Search

Natural Gas Futures, Cash Prices Strengthen as Temperatures Set to Warm Again - Natural Gas Intelligence

kodikod.blogspot.com

Capping off an extremely volatile week, natural gas futures recovered from the prior’s day modest downturn. With support from increased heat in the near-term outlook, the September Nymex gas futures contract on Friday finished 2.1 cents higher at $3.851.

markets

At A Glance:

  • Heat seen returning to Lower 48
  • Wind generation behind bearish EIA data
  • Cash snaps losing streak

Spot gas also finally snapped a multi-day losing streak, with most U.S. pricing hubs picking up between a dime and 20.0 cents. However, with the West and East coasts continuing to decline, NGI’s Spot Gas National Avg. picked up only 5.0 cents to hit $3.775.

After looking a bit cooler for late August, weather models flipped in a big way on Friday. Once the coolest of the datasets, the European 15-day outlook gained about 12 gas-weighted degree days (GWDD) because of hotter changes seen in the eastern half of the nation. The La Niña base state remains intact, which, especially in the back half of summer, correlates to above-normal heat, according to Bespoke Weather Services. This appears to be the main driver of the changes, which put the final week of August now close to a weekly record in terms of GWDDs for those dates.

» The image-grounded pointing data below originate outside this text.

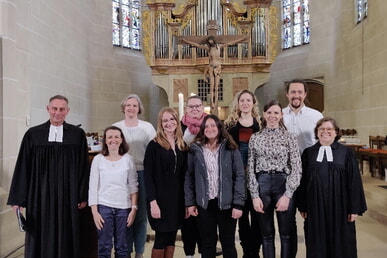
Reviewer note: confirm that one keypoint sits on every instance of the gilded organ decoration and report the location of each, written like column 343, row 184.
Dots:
column 176, row 32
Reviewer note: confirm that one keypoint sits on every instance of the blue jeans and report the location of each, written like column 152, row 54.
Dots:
column 113, row 228
column 209, row 221
column 272, row 187
column 137, row 232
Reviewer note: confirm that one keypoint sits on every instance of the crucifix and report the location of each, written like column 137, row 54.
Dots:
column 213, row 44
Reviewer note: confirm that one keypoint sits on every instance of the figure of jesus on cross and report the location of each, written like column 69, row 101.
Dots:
column 213, row 44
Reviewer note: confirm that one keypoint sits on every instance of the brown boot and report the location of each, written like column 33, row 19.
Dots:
column 157, row 253
column 169, row 251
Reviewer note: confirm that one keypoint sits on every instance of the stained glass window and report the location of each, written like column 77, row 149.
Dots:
column 295, row 17
column 361, row 10
column 126, row 22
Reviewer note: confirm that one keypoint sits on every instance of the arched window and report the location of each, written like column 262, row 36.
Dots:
column 361, row 10
column 126, row 22
column 295, row 28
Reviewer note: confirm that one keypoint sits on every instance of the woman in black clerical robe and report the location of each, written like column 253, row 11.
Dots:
column 330, row 195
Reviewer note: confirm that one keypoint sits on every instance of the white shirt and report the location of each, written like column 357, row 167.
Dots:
column 137, row 138
column 302, row 125
column 112, row 182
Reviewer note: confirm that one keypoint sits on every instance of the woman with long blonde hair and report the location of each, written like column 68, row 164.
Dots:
column 242, row 123
column 164, row 170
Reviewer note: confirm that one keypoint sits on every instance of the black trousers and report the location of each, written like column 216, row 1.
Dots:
column 271, row 188
column 190, row 236
column 249, row 230
column 211, row 220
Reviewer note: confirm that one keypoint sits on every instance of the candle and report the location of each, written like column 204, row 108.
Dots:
column 181, row 105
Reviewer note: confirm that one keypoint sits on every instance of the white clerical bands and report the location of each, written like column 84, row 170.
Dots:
column 327, row 150
column 55, row 134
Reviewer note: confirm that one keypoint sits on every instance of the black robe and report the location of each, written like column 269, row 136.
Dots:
column 50, row 179
column 329, row 192
column 164, row 182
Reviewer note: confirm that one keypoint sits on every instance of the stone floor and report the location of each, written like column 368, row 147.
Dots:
column 371, row 228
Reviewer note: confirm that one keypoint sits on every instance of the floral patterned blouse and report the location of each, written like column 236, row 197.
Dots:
column 274, row 150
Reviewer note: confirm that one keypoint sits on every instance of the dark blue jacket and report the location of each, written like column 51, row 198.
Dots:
column 231, row 178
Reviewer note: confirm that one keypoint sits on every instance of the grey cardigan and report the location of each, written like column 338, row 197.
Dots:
column 232, row 187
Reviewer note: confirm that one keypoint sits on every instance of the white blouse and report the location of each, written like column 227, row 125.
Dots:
column 112, row 182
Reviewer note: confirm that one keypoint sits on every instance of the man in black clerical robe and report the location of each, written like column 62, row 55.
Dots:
column 330, row 192
column 51, row 182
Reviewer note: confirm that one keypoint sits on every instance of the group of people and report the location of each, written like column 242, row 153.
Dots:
column 200, row 175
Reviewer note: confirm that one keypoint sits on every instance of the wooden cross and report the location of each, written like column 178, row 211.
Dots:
column 213, row 44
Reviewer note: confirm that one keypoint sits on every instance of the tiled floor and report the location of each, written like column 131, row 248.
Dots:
column 371, row 234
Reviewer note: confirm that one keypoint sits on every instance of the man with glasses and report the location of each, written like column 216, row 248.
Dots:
column 301, row 121
column 190, row 124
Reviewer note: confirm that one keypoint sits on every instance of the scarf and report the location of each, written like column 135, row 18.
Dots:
column 193, row 124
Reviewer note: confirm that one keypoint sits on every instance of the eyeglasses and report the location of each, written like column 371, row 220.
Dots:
column 194, row 106
column 329, row 129
column 167, row 120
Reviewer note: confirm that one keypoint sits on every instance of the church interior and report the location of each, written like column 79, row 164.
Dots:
column 96, row 52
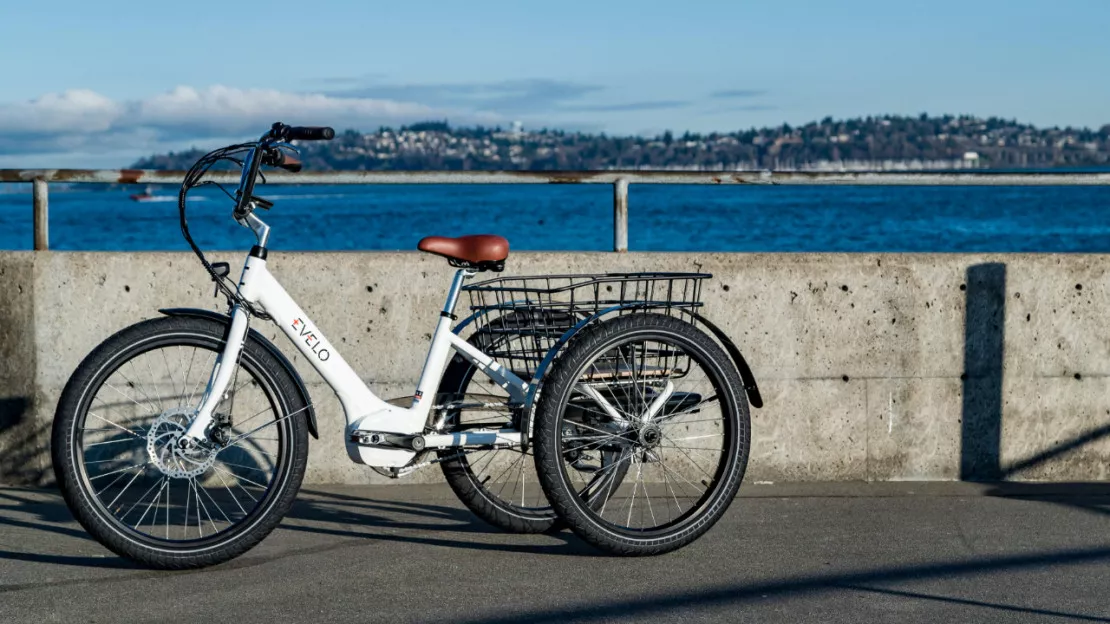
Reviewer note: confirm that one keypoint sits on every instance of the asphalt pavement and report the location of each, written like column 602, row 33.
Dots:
column 902, row 552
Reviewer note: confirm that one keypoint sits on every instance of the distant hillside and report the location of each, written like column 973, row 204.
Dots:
column 879, row 142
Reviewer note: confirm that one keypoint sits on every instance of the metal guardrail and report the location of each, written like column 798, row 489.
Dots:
column 619, row 180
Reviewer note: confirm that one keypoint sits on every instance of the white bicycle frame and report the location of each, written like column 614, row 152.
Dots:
column 367, row 416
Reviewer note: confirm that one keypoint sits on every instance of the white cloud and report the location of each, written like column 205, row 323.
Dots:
column 84, row 121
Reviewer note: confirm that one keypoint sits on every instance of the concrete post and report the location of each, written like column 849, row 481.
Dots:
column 621, row 215
column 41, row 221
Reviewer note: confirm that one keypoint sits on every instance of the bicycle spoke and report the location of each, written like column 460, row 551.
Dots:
column 152, row 379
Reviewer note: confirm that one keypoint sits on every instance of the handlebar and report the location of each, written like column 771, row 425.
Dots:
column 311, row 133
column 282, row 132
column 268, row 152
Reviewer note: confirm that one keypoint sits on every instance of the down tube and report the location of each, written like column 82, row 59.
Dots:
column 356, row 399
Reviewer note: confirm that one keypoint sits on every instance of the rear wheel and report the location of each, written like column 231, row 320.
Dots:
column 130, row 484
column 500, row 485
column 668, row 401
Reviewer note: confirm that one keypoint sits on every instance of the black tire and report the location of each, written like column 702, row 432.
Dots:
column 266, row 384
column 490, row 505
column 646, row 442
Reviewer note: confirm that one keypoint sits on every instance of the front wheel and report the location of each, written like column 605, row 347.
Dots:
column 130, row 484
column 666, row 400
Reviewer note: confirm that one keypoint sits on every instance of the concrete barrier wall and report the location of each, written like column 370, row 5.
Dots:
column 873, row 366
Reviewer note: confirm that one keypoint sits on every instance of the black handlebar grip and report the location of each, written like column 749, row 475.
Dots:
column 310, row 133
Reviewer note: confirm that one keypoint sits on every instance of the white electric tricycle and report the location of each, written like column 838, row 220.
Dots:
column 609, row 404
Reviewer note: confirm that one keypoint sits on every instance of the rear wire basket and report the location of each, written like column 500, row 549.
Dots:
column 520, row 320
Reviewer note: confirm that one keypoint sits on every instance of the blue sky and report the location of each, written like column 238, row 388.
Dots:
column 99, row 82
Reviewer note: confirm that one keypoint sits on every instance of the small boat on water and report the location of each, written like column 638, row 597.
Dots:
column 145, row 195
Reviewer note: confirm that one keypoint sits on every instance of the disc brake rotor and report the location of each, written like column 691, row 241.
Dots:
column 168, row 455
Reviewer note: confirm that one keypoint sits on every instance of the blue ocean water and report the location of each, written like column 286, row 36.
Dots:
column 662, row 218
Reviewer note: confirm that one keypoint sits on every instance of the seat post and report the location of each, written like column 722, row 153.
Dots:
column 456, row 285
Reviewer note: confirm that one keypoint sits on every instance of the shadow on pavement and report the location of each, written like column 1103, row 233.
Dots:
column 738, row 594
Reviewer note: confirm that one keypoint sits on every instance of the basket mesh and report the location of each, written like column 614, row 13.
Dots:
column 521, row 319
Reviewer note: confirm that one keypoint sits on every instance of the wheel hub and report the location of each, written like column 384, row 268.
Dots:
column 649, row 436
column 164, row 451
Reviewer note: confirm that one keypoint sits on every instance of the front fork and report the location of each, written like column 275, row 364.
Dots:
column 222, row 373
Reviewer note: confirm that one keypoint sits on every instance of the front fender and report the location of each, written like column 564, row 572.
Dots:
column 212, row 315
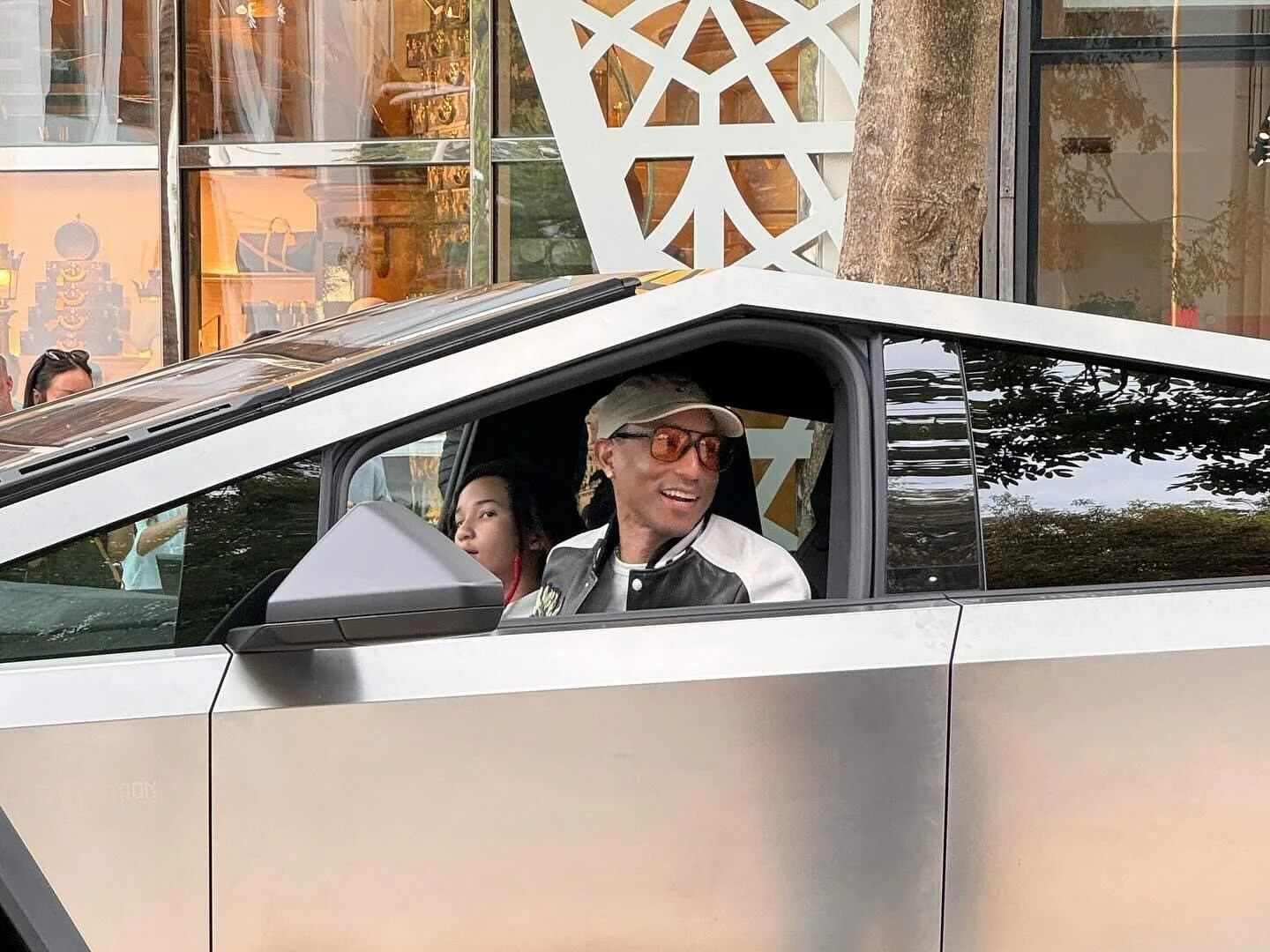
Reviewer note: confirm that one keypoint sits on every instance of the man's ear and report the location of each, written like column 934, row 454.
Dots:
column 605, row 456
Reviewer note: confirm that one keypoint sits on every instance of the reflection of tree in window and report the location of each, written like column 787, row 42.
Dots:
column 1195, row 450
column 1097, row 111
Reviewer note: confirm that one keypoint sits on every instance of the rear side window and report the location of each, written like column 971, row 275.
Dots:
column 932, row 544
column 1093, row 473
column 163, row 579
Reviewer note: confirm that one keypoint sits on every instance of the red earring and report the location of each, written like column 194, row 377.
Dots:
column 516, row 580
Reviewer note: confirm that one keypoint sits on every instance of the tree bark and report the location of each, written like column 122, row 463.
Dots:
column 915, row 199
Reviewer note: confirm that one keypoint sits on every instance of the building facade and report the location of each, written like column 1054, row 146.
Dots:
column 176, row 175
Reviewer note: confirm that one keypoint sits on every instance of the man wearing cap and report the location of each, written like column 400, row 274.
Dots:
column 661, row 443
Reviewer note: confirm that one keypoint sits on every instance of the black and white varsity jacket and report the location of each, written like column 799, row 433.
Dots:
column 719, row 562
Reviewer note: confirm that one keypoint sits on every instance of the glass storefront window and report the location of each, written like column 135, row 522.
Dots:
column 279, row 248
column 79, row 254
column 519, row 104
column 1152, row 18
column 1148, row 206
column 326, row 70
column 78, row 71
column 540, row 233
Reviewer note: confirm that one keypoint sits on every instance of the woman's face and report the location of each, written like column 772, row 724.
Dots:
column 72, row 381
column 485, row 525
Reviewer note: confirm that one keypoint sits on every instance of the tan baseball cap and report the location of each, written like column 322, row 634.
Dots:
column 655, row 397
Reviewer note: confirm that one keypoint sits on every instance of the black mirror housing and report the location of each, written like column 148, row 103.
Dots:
column 380, row 574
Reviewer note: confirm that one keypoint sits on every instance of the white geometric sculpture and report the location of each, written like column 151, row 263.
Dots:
column 598, row 158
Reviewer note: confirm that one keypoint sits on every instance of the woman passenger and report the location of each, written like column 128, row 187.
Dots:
column 56, row 374
column 508, row 516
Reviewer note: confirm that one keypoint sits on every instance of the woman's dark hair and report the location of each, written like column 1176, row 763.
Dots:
column 540, row 502
column 49, row 367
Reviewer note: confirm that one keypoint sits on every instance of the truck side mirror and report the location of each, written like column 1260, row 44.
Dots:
column 378, row 574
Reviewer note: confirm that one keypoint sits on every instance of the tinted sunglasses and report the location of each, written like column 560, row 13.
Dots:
column 669, row 444
column 79, row 358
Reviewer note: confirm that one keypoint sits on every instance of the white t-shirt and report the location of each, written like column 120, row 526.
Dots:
column 611, row 587
column 141, row 571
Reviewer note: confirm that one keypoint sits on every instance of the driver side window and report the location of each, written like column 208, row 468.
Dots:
column 163, row 579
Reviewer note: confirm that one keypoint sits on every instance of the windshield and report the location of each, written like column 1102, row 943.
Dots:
column 254, row 372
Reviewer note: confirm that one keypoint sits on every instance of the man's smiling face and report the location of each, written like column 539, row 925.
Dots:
column 658, row 502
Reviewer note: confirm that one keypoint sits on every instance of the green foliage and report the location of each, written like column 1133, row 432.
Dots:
column 1039, row 417
column 1025, row 546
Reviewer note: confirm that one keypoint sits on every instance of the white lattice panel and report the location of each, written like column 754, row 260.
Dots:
column 598, row 158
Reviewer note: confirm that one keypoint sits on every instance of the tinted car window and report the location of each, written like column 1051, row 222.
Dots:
column 1093, row 473
column 163, row 579
column 931, row 536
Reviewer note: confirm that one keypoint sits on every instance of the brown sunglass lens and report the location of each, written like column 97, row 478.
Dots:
column 669, row 446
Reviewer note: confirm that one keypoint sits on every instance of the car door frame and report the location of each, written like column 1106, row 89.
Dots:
column 852, row 550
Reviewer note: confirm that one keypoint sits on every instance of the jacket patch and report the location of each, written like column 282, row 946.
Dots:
column 549, row 602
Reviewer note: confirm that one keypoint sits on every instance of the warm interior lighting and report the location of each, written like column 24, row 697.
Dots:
column 9, row 265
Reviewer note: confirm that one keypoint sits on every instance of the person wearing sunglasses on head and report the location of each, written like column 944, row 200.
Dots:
column 661, row 444
column 57, row 374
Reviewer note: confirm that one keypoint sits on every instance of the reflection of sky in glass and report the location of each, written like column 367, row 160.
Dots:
column 1116, row 481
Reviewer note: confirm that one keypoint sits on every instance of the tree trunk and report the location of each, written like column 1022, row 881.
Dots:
column 915, row 199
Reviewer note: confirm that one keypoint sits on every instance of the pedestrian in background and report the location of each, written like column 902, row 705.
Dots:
column 55, row 375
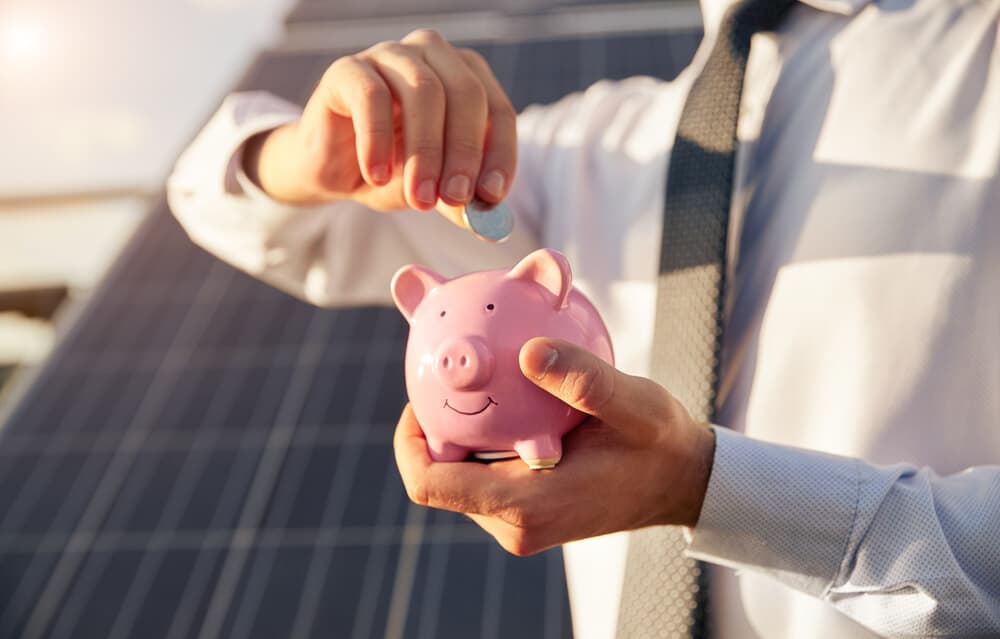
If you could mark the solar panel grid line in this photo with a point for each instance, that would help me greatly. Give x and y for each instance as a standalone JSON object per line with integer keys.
{"x": 343, "y": 483}
{"x": 283, "y": 496}
{"x": 430, "y": 602}
{"x": 493, "y": 584}
{"x": 95, "y": 566}
{"x": 37, "y": 482}
{"x": 98, "y": 504}
{"x": 414, "y": 532}
{"x": 554, "y": 597}
{"x": 263, "y": 480}
{"x": 201, "y": 578}
{"x": 372, "y": 583}
{"x": 255, "y": 364}
{"x": 344, "y": 536}
{"x": 181, "y": 494}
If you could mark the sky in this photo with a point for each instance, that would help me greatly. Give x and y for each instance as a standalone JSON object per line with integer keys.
{"x": 103, "y": 94}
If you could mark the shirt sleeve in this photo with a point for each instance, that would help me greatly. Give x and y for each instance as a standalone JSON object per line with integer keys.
{"x": 899, "y": 549}
{"x": 334, "y": 254}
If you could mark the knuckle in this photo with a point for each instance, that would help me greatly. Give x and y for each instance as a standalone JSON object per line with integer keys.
{"x": 426, "y": 83}
{"x": 425, "y": 36}
{"x": 502, "y": 112}
{"x": 417, "y": 492}
{"x": 371, "y": 92}
{"x": 465, "y": 150}
{"x": 386, "y": 47}
{"x": 589, "y": 389}
{"x": 520, "y": 543}
{"x": 468, "y": 88}
{"x": 473, "y": 58}
{"x": 426, "y": 150}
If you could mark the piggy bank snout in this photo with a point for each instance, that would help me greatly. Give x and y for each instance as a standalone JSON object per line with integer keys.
{"x": 464, "y": 363}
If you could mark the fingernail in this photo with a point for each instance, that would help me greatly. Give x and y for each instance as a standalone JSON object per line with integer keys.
{"x": 493, "y": 183}
{"x": 550, "y": 359}
{"x": 380, "y": 174}
{"x": 427, "y": 192}
{"x": 457, "y": 188}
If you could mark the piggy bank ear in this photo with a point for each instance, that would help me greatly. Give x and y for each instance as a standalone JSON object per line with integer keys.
{"x": 548, "y": 268}
{"x": 410, "y": 285}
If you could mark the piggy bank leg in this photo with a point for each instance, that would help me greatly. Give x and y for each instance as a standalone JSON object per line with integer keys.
{"x": 445, "y": 451}
{"x": 544, "y": 452}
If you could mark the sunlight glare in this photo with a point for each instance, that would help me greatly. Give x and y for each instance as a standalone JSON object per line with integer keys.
{"x": 21, "y": 40}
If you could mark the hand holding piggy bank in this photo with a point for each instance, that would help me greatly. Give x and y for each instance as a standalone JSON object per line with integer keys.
{"x": 462, "y": 372}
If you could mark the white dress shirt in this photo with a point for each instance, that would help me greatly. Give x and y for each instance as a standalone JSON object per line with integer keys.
{"x": 863, "y": 315}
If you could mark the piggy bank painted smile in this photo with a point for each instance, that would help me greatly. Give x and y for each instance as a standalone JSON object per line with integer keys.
{"x": 462, "y": 372}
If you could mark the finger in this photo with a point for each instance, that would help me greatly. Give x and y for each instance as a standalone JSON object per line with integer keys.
{"x": 353, "y": 89}
{"x": 591, "y": 385}
{"x": 457, "y": 486}
{"x": 500, "y": 152}
{"x": 514, "y": 539}
{"x": 465, "y": 116}
{"x": 420, "y": 94}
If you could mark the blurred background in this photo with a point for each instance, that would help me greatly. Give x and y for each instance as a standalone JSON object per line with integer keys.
{"x": 185, "y": 452}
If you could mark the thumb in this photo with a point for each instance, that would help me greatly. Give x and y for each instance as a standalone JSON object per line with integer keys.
{"x": 579, "y": 378}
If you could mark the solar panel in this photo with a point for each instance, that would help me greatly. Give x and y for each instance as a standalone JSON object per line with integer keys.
{"x": 205, "y": 456}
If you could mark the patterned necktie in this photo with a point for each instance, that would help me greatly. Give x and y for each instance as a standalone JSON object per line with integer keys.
{"x": 665, "y": 593}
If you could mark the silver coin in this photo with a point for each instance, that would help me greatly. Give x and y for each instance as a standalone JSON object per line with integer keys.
{"x": 490, "y": 222}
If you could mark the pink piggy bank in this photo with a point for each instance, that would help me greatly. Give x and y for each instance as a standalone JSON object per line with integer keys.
{"x": 462, "y": 372}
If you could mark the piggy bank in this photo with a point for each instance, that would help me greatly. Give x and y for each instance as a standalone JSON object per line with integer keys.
{"x": 462, "y": 372}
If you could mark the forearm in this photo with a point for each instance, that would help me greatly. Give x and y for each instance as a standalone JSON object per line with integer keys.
{"x": 898, "y": 549}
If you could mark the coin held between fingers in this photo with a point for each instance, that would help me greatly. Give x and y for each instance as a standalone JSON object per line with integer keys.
{"x": 490, "y": 222}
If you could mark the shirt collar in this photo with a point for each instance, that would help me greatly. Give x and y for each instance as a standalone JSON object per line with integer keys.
{"x": 712, "y": 10}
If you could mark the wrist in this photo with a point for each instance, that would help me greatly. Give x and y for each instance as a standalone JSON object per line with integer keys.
{"x": 685, "y": 464}
{"x": 269, "y": 162}
{"x": 697, "y": 473}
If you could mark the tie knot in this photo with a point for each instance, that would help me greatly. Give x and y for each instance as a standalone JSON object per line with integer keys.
{"x": 746, "y": 17}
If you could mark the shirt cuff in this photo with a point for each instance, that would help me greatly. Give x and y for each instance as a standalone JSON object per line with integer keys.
{"x": 779, "y": 510}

Maxar’s Weather Desk said weather models still showed a cooler air mass migrating through the Midwest and East by around next Friday (Aug. 27). However, it is now expected to carry temperatures that are closer to normal as opposed to the previous outlook for slightly below-normal temperatures.

The warmer outlook may portend a tightening of supply/demand balances that appeared to loosen quite a bit based on the latest government storage data. The Energy Information Administration (EIA) on Thursday said inventories for the week ending Aug. 13 rose by a plump 42 Bcf, but a reclassification lifted stocks by another 4 Bcf to result in a net addition of 46 Bcf.

Total working gas in storage reached 2,822 Bcf for the period, 547 Bcf below year-ago levels and 174 Bcf below the five-year average, according to EIA.

Wood Mackenzie natural gas analyst Eric Fell said the reference period in the latest EIA report was the first loose week since the week ending Jun 10. It ended a streak of eight in a row of weather-adjusted tightness versus the five year average, which largely corresponded with nuclear/renewable generation coming in much lower than expected.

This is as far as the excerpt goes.